Re: [OPE-L] Non equilibrium (was Kliman and Wikipedia)

From: Paul Cockshott (wpc@DCS.GLA.AC.UK)
Date: Tue Apr 17 2007 - 18:14:14 EDT


"Can one develop through the analysis of the logical construct of simple
reproduction an explanation of why capitalist dynamics will likely be
characterized by constant non equilibrium, with equilibrium which is the
rule presupposed by political economy only at best a momentary transitory
point?" (Rakesh)

I think the answer to that question is no, for exactly the same reason that
supply-demand curves prove very little. It all depends on what numbers you
feed into the equations and what assumptions you make. There exists no
logical proof that capitalism must always tend towards equilibrium, or
towards disequilibrium. There exists only the empirical evidence of a
succession of booms and slumps. Metaphysicians want to deduce logically
from first principles that capitalism must break down, or spontaneously
balance itself, but scientific people want to explain the observables.(Jurrian)


It may also be worth while examining the 'in principle' computability
of the models of equilibrium that are presetented.
Arguments about computability can themselves
reveal more about the axiomatic foundations of economic theories than
they do about the operation of real world economies.
Arrow, for example, supposedly
established the existence  of equilibria for competitive economies.
Let us term such an equilibrium 'classical mechanical' following Mirowski
who showed that the conceptual apparattus used to define it is
equivalent to that used for posing energy minimisation problems
in classical mechanics.
Vellapuli showed, Arrow's proof rested on theorems that
are only valid in non-constructive mathematics. 

Arrow's use of non-constructive mathematics is critical because  
only constructive mathematics has an algorithmic implementation and is
guaranteed to be effectively computable. But even if

a) a classical mechanical economic equilibrium can be proven to exist,
b) it can be shown that there is an effective procedure by which this can
      be determined : i.e., the equilibrium is in principle computable,

there is still the question of its computational tractability, that is
of determining the complexity order governing the computation process that
arrives at the solution.

An equilibrium might exist, but  all algorithms to search for it might be
 NP-hard.
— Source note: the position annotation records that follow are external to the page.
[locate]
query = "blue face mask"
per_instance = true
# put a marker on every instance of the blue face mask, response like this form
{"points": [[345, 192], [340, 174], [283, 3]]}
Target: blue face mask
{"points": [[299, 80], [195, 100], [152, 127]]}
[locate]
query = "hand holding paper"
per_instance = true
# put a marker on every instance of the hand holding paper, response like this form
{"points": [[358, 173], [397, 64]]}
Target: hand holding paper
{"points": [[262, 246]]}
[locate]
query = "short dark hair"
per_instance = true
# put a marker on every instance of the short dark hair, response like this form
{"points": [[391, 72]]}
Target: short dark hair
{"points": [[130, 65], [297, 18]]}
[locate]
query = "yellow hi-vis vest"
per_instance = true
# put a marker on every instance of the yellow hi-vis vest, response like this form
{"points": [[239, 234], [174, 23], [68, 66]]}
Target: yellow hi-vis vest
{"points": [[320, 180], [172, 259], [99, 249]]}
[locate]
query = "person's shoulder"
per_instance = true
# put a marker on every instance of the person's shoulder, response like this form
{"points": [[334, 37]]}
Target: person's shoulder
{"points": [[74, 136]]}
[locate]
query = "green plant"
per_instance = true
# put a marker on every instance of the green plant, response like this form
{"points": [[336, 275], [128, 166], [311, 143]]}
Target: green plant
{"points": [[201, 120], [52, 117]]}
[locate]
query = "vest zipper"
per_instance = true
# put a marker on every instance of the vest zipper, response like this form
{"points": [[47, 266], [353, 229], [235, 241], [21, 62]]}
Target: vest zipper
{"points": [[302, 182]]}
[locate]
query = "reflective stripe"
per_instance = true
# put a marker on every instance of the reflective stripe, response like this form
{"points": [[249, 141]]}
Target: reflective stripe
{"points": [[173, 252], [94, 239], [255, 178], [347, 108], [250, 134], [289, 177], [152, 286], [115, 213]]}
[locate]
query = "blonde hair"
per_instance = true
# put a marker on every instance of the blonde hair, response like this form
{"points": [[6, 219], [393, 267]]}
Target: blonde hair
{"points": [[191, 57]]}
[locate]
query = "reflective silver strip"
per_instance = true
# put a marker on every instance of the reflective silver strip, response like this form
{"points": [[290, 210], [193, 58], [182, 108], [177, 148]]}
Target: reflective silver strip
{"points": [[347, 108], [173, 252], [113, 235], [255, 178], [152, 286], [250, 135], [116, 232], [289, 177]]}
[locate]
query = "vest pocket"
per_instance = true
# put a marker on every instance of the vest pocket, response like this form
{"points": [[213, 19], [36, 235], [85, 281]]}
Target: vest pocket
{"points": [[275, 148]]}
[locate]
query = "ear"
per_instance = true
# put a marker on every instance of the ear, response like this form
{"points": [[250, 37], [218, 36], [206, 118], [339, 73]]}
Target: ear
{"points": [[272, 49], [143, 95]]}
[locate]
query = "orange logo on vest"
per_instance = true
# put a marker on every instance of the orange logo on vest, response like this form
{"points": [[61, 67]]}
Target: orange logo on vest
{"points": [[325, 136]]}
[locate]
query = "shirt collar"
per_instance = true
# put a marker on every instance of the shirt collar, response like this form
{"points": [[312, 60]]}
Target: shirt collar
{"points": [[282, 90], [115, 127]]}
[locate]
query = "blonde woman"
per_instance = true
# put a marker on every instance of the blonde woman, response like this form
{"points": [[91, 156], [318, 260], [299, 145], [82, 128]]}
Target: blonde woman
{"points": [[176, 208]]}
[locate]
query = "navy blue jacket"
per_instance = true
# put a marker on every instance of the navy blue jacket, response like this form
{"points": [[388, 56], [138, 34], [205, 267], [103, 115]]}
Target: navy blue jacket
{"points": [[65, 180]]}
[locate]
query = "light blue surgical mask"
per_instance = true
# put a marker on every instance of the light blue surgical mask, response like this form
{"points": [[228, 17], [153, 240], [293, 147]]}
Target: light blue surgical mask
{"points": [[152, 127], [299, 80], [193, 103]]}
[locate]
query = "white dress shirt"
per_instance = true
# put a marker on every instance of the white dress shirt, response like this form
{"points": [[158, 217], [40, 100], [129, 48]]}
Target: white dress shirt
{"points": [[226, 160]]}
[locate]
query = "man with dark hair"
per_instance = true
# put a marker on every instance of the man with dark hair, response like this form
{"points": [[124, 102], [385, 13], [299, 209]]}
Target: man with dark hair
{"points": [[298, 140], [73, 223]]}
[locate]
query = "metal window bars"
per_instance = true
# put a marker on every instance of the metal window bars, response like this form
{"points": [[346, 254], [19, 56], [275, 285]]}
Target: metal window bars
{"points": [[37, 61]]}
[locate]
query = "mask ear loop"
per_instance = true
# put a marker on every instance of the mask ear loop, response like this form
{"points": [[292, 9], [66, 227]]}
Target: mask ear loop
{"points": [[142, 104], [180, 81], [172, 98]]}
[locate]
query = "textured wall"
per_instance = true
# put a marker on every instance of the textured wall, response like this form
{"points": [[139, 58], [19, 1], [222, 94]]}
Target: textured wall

Deng  says that subject to Leontief utility
functions, the problem of finding a market equilibrium is
NP hard. Their result might at first seem to support the Austrian school's
objections to Lange, since he relied on similar equilibrium concepts.  


Whilst NP hardness may  show that the neo-classical problem of economic
equilibrium was intractable for economic planners, even with
large scale computers, it need not.  Recent work shows
NP problems have phase transtion regions within which they are hard to
solve and have other, less constrained regions, where solutions are easy to find.
It might be the case that in practice, the problem of finding
a social welfare maximising equilibrium, falls into a non-critical region
of the constraint space.

 If, on the other hand, we assume that real economies fall into
the phase transition region of the problem space, then
neither central planners, nor a  collection of millions of
individuals interacting via the market could solve the social welfare
maximisation problem. This implies that
a market economy could never have sufficient computational resources
to find its own  equilibrium.


Clearly we cannot conclude from this that market economies are impossible,
as we have empirical evidence that they exist. It would follow that the problem
of finding the neo-classical equilibrium is a mirage:
no planning system could discover it, but nor could the market.
 

If we dispense with the notion of classical mechanical equilibrium and replace
it with Farjoun's idea of statistical mechanical equilibrium  we arrive at a problem that is much
more tractable. Ian has shown  that a market economy can rapidly converge on this sort of equilibrium.

It should be noted that the notion of a statistical mechanical
equilibrium, whilst quite alien to neo-classical economics,  has something
in common with the  presumptions of the Austrian school who emphasise more the chaotic,
non-equilibrium nature of capitalist economies.